Chapter 18

277 28 6
                                    

Trigger warning

NSFW, 21+, mention of divorce, child abuse, homosexual, characthers death

"Ha... Nghhhgg" suara desahan didalam ruangan tak kunjung berhenti, terkadang desahan itu akan terganti menjadi sebuah teriakan juga suara benda pecah, terkadang pula terdengar suara tertawa yang kencang.

"Aku membutuhkan lebih, lagi lagi lebih dalam, lagi" lirihnya frustasi, ia sudah menggunakan jarinya namun itu tidak mengenai titik yang ia inginkan. Sosok itu begitu frustasi dan ia tidak tahu apa yang harus ia lakukan.

Pintu terbuka, sesosok pria dengan pakaian berjas putihnya masuk kedalam ruangan tersebut membawa sebuah papan dengan pen yang ia genggam. Jung-Hee menoleh dan menatapnya sebelum sebuah senyum kecil muncul

"Tuan Jung-Hee" panggil sosok itu, Jung-Hee segera meloncat dari ranjangnya berlari kearah sang Dokter. Meraih lengannya dan tersenyum bahagia

"Kau bisa membantuku"

***

"Ahhh aghh aghh, lagi lagi. Lebih dalam nghh aghh" desahan itu terdengar, bunyi suara kulit basah terdengar keras. Jung-Hee tertawa dengan bahagia dibawah kukungan pria yang menjadi dokter pribadinya. Dokter itu menggeram ketika ia akan mencapai puncaknya.

"Nggghhh" desahan panjang Jung-Hee terdengar, wajahnya memerah dengan bahagia.

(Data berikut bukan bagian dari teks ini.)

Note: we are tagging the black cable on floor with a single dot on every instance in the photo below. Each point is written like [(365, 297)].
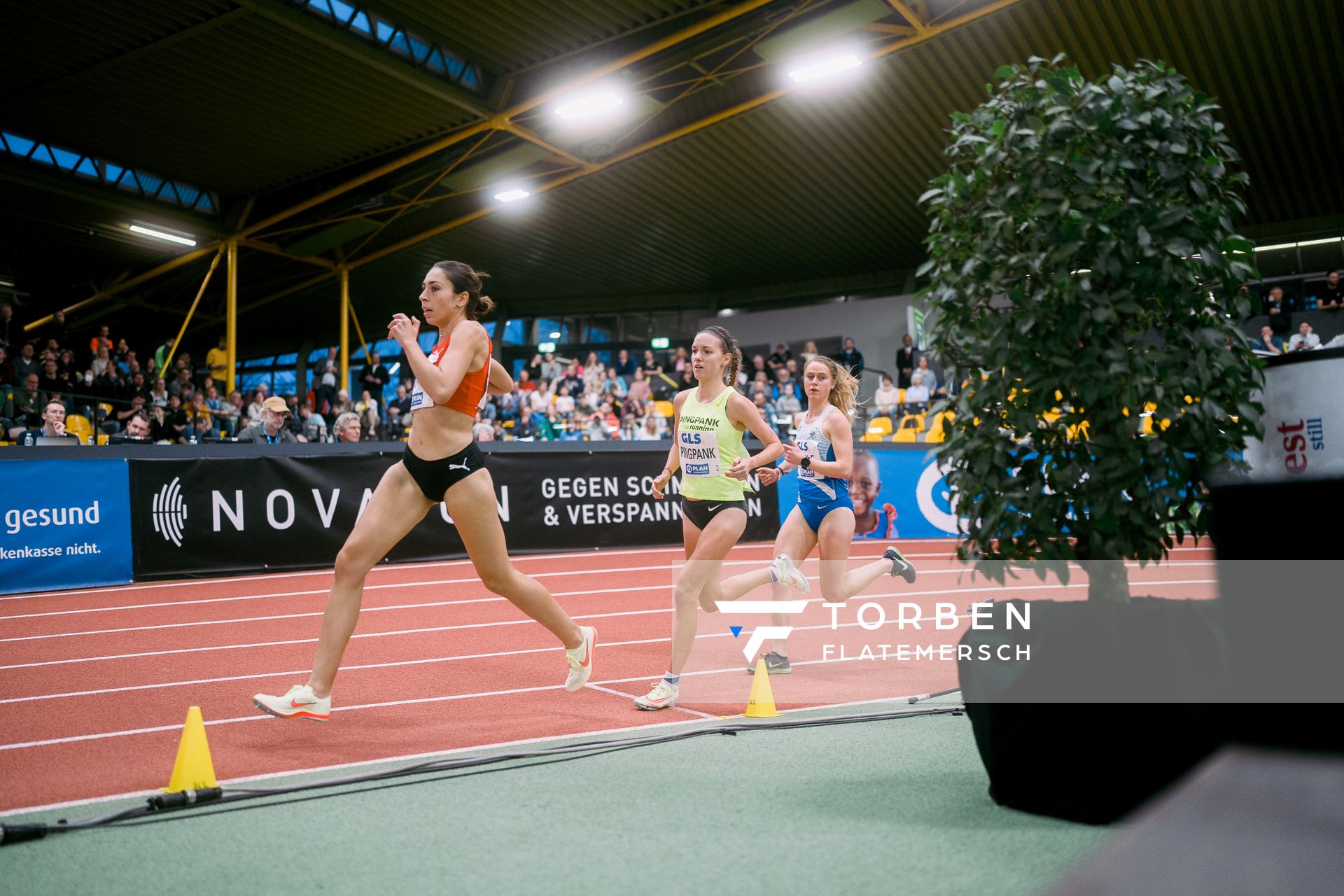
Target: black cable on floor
[(164, 808)]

Milik sang Dokter tercabut dari lubang berkedut merah milik pria itu, mengeluarkan cairan putih kental yang mengalir dari kedua paha pria itu, tubuhnya ambruk seketika dengan wajah puas

"Astaga... Apa-apa yang telah ku perbuat?!!" Dokter itu segera tersadar melihat apa yang telah terjadi

"Tu-Tuan!" Serunya dengan takut namun Jung Hee tertawa gila dan hanya tersenyum menggoda

"Datang lagi esok, datang lagi esok hehe" tawanya dengan bahagia, namun itu membuat bulu kuduk sang dokter berdiri ia segera menggeleng dan berlari dari ruangan dengan ketakutan. Esoknya ia tak terlihat lagi dan memilih untuk berhenti.

***

"Apa yang sedang kau pikirkan, hm?" Jungkook memeluk tubuh Jimin dari belakang, memberikan kecupan pada leher bagian belakang Jimin dengan lembut, meletakkan dagunya di atas pundak Jimin. Jimin tengah menggenggam sebuah gelas berisi susu coklat hangat, menatap kearah jendela besar yang menampilkan langit yang berubah menjadi malam

"Ayahku, aku khawatir akan keberadaannya. Ia tak memberikan kabar, terakhir aku melihatnya ketika ia berada di desa bulan... Lalu setelah itu... Aku tidak bertemu dengannya lagi"

Jungkook terdiam, seolah tengah berpikir sebentar "mungkin ia tengah berlibur, menikmati desa bulan dengan nyaman?"

Jimin menggeleng mendengarnya dan mendengus, "ia bukanlah sosok seperti itu. Ia sosok yang.. sangat... Sangat mustahil menikmati hal seperti selain hal-hal.... Menjijikan" nadanya semakin turun dan terdengar sedih, hingga Jungkook melepas pelukannya dan membalikkan tubuh itu. Meraih gelas di tangan Jimin dan meletakkannya di langit-langit, anehnya benda itu tak segera jatuh namun ia hanya terampung di samping tubuh mereka.

Jungkook menatap Jimin dan tersenyum menenangkan, "mungkin ia telah menemukan hal menarik disana. Mengapa kau begitu peduli padanya? Bukankah ia telah begitu jahat menghancurkanmu?"

Jimin terdiam mendengarnya, kepalanya menunduk. Ia jelas tahu jika sang Ayah telah menghancurkan hidupnya begitu dalam, sangat dalam.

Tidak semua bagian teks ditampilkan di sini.